Amerikalı R&B ve Rock n Rolls piyanisti Antoine “Fats” Domino Jr.’ın adını ilk kez, 2000’lerin ilk yıllarında yahoo games’de bir yandan tavla oynarken yaptığım “oldies avı” sırasında işitmiştim. Sanırım ilk dinlediğim şarkısı Blueberry Hill idi ve çok sevmiştim.
Birkaç ay önce Heval ile Hengelo’da gittiğimiz bir eskiçide, Fats Domino’nun 1975’de basılmış The Very Best Of plağını görüp 2,5 euroya satın aldım. Bu plağın gazıyla, Türkiye’ye döndüğümde yaptığım ilk iş, 2001’den beri elimde bulunan ama bir türlü ön yükseltici alamadığım için kullanamadığım pikap için Konya sokağa gitmekti.
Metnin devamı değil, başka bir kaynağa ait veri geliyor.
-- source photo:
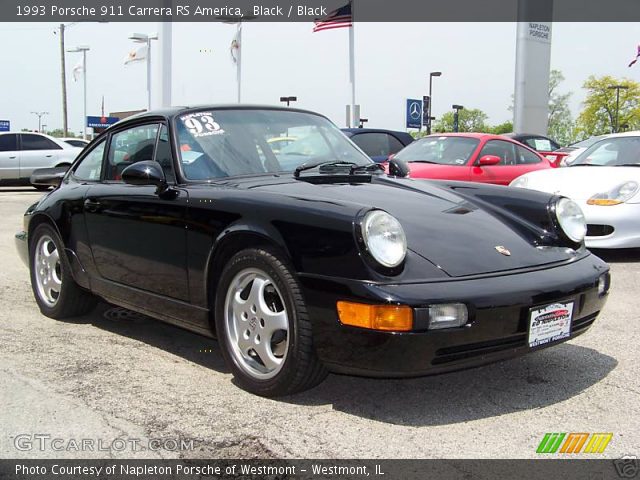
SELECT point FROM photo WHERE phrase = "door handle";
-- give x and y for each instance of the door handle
(91, 206)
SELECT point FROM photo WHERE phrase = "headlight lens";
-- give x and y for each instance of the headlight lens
(571, 219)
(384, 237)
(520, 182)
(615, 196)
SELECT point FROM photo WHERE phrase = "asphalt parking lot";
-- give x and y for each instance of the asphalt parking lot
(111, 375)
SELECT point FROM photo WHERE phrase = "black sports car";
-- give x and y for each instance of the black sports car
(308, 260)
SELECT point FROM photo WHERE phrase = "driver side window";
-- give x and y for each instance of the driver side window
(128, 147)
(502, 149)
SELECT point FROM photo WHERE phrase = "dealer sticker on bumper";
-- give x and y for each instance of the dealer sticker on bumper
(550, 323)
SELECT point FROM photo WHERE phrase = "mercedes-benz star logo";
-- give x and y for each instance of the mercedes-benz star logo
(414, 110)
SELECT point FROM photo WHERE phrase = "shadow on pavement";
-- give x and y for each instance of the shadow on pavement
(190, 346)
(525, 383)
(532, 381)
(621, 255)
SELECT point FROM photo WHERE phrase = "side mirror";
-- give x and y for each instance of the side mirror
(487, 160)
(48, 176)
(398, 168)
(147, 172)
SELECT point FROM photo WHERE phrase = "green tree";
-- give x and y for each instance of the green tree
(502, 128)
(561, 124)
(599, 114)
(58, 133)
(470, 120)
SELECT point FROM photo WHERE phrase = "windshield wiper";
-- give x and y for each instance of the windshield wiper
(333, 163)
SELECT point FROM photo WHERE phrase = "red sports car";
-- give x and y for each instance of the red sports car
(474, 157)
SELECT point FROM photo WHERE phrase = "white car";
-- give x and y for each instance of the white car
(575, 149)
(605, 181)
(75, 142)
(22, 153)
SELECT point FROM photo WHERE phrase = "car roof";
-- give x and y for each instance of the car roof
(477, 135)
(174, 111)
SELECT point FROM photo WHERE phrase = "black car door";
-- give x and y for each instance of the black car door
(137, 237)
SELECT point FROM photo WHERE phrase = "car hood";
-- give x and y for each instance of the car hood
(581, 183)
(452, 231)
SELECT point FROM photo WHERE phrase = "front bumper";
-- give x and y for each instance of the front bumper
(22, 245)
(625, 220)
(497, 328)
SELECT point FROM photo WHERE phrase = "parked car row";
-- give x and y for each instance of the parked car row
(22, 153)
(306, 257)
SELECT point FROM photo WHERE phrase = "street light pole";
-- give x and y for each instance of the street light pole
(456, 117)
(63, 71)
(40, 115)
(287, 100)
(617, 88)
(146, 39)
(431, 75)
(83, 49)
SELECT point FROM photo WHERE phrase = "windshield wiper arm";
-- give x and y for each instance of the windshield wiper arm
(309, 166)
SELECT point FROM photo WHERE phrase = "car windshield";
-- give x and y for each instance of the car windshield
(226, 142)
(611, 152)
(443, 150)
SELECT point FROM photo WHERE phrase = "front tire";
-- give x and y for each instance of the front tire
(56, 292)
(263, 327)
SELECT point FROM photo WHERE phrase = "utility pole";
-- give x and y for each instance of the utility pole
(617, 88)
(40, 115)
(63, 71)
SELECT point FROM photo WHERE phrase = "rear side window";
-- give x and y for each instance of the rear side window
(502, 149)
(37, 142)
(90, 168)
(136, 144)
(526, 157)
(8, 143)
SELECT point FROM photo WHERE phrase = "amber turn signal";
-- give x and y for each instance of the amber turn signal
(393, 318)
(603, 202)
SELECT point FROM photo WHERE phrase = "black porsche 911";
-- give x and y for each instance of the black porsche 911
(310, 259)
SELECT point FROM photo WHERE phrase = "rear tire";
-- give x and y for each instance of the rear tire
(263, 327)
(56, 292)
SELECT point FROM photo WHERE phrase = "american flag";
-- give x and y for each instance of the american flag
(635, 59)
(339, 18)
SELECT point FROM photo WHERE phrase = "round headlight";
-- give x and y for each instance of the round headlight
(384, 238)
(571, 219)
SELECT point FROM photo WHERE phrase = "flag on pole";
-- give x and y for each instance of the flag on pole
(338, 18)
(77, 71)
(635, 59)
(136, 55)
(234, 48)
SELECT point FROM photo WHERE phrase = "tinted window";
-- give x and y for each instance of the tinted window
(526, 157)
(90, 168)
(8, 143)
(611, 152)
(38, 142)
(224, 143)
(394, 144)
(163, 154)
(373, 144)
(77, 143)
(443, 150)
(502, 149)
(130, 146)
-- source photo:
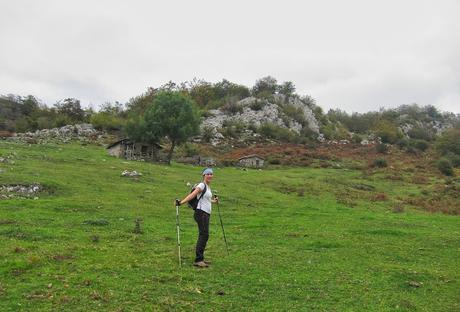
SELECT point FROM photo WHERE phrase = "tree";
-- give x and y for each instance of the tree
(387, 131)
(71, 109)
(265, 85)
(171, 115)
(287, 88)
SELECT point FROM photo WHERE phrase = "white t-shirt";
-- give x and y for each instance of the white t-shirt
(205, 202)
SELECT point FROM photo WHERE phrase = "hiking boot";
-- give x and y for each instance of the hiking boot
(201, 264)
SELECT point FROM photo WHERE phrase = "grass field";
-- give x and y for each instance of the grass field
(300, 239)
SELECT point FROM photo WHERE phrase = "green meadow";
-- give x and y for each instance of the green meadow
(300, 239)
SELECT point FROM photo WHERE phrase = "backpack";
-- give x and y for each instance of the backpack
(193, 203)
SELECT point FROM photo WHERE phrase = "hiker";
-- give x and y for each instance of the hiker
(202, 214)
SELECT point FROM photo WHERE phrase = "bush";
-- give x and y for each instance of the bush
(421, 145)
(274, 161)
(402, 143)
(295, 113)
(445, 166)
(108, 122)
(257, 104)
(454, 159)
(381, 148)
(356, 138)
(232, 107)
(380, 163)
(270, 130)
(420, 133)
(207, 133)
(232, 128)
(448, 142)
(190, 150)
(387, 131)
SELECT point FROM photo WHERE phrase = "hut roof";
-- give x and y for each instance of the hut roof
(251, 156)
(128, 141)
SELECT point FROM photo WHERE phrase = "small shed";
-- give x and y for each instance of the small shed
(253, 161)
(130, 150)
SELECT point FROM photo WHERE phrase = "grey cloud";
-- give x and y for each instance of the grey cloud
(356, 55)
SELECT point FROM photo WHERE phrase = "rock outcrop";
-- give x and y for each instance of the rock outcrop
(81, 132)
(255, 112)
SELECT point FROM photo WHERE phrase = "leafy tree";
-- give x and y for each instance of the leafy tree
(287, 88)
(264, 86)
(71, 109)
(171, 115)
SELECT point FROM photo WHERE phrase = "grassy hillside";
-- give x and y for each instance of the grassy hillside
(296, 242)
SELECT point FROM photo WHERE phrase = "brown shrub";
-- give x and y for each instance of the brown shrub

Sonrasında dinlemediğim eski plaklarımı satıp, bir sürü yeni plak satın aldım. Bu yüzden, kitap okurken, yemek yerken ya da etrafı toplarken sık sık plak dinliyorum. Kısacası bunların hepsi Fats abinin sayesinde oldu.
Bu yazıyı yazmak için yaptığım ufak araştırma sırasında şu enteresan bilgiyi edindim;
Fats Domino, 2005 Ağustos’unda New Orleans’da yaşanan Katrina kasırgası sırasında, eşi Rosemary’nin hastalığı nedeniyle evindedir. Kasırgadan sonra Dominonun öldüğünü düşünen biri, selden ağır bir şekilde hasar alan evin üstüne “huzur içinde yat Fats. Özleneceksin” yazar. Ajan Al Embry, 1 Eylül’de Fats Domino’nun durumu hakkında ellerinde herhangi bir bilgi olmadığını açıklar. Aynı gün CNN, Domino’nun kurtarma helikopteriyle sel sırasında evinden kurtarıldığını açıklar. Bu bilgiden sonra eşiyle birlikte bulunduğu sığınaktan alınıp torununun erkek arkadaşının evine götürülen sanatçı, 2 Eylül’de The Washington Post’a “her şeyimizi kaybettik” diye açıklama yapar.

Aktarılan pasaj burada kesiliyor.